‘I am enough’: Scott Fried tells story of living with HIV

Scott Fried has lived with HIV for 31 years and has lost 134 friends to AIDS since.

Fried, HIV/AIDS educator and speaker, brought Penn State students and State College community members to tears with his discussion on “AIDS, Love, and the Meaning of Life” at 6:30 p.m. on Aug. 28 in 233A HUB-Robeson Center.

“He is such an inspiring speaker,” Jeremy Sandberg, who works for the Pennsylvania Expanded HIV Testing Initiative, said. “The message of HIV, you can lose the personal aspect, and he so eloquently spoke about his story, I thought it was wonderful.”

Fried told the story of how once he was infected with HIV in 1987, a man he worked with handed him a piece of paper with his phone number, telling him he knew his secret.

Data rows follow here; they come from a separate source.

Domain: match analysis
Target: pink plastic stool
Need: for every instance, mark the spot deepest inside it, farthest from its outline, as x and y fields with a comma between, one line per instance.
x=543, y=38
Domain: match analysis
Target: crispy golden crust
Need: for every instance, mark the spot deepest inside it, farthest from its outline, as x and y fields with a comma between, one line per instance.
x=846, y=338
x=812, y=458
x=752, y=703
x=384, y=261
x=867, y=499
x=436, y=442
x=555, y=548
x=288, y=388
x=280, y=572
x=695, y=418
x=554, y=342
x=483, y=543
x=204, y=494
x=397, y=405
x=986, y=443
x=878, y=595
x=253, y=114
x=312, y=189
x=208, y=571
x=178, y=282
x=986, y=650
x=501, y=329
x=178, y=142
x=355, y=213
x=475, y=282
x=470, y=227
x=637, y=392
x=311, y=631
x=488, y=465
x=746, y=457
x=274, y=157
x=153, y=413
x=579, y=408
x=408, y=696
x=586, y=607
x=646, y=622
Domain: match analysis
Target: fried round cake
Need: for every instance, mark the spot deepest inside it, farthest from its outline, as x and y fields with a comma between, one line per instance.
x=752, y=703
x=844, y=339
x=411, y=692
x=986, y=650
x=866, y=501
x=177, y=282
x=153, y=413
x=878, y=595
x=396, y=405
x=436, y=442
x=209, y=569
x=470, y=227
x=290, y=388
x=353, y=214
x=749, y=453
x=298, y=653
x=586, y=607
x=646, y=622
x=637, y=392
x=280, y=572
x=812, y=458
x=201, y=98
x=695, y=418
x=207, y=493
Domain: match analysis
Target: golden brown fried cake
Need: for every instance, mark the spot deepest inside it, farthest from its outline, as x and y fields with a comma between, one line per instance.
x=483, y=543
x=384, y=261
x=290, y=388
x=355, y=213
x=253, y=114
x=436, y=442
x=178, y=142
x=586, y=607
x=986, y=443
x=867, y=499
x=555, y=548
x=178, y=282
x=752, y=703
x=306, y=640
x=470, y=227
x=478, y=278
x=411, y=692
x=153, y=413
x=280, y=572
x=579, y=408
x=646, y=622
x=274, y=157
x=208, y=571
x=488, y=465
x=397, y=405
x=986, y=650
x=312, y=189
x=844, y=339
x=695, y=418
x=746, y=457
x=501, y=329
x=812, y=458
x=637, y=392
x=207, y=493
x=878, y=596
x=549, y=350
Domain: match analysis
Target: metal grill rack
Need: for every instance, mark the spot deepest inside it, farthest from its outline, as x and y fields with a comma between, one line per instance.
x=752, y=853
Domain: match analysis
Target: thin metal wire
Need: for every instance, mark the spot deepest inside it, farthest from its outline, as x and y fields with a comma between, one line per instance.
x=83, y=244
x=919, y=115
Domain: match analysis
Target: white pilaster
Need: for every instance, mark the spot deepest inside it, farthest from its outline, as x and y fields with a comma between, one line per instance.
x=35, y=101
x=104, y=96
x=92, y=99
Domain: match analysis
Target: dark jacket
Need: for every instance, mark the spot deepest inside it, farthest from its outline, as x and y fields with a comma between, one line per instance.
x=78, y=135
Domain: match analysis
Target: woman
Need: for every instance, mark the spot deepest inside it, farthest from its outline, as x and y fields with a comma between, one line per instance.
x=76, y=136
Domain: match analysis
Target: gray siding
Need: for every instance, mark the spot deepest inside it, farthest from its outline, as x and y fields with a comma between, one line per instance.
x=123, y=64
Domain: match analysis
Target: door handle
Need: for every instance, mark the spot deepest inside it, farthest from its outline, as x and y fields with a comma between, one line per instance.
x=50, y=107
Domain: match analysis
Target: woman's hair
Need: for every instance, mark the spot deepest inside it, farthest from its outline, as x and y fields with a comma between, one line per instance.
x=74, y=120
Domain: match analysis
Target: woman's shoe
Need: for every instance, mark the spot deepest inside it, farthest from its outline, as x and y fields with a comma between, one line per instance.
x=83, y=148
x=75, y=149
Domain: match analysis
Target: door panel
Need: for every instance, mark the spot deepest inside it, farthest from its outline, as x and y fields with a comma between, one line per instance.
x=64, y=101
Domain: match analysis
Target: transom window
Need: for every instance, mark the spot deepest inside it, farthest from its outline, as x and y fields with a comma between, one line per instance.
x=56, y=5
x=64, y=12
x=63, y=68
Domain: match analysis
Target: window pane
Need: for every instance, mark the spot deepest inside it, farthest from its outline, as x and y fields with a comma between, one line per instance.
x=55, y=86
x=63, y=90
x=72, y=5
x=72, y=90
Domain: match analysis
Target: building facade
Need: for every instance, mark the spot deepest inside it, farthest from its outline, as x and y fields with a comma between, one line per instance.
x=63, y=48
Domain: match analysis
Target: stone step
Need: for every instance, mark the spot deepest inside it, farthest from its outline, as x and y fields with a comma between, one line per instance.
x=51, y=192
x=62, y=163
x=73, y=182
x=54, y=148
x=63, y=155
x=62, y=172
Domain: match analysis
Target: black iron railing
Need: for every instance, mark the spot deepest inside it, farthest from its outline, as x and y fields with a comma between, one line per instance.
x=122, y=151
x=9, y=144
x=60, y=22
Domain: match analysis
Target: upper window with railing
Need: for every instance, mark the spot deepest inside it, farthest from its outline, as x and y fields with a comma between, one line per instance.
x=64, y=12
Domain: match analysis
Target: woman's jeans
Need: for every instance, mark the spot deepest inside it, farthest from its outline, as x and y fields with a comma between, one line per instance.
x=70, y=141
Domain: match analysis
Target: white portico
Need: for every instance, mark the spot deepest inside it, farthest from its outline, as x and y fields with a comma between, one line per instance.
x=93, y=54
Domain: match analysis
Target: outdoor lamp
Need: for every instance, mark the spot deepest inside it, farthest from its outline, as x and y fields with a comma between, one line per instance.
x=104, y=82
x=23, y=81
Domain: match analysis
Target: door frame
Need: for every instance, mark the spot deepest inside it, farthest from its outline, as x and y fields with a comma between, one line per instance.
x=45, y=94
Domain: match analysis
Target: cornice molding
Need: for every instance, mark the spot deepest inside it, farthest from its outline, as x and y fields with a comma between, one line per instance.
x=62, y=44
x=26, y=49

“How easily we surrender our dreams to a stranger when they say, ‘I know you,'” Fried said.

He explained the questions he asked himself as he walked up each flight of stairs to the man’s apartment, the last question being, “Am I enough?”

Fried made one mistake that changed his life forever – he forgot a condom. He thought, it was just one time, he would be safer next time.

He asked the man if he had been tested for HIV during a time when it was an epidemic. The man told him he was tested six weeks ago. But Fried neglected to ask if he had any unsafe sex since then.

“We tell ourselves the truth, but we rarely, if ever, tell ourselves the whole truth,” Fried said. “I got infected with HIV because I wanted love.”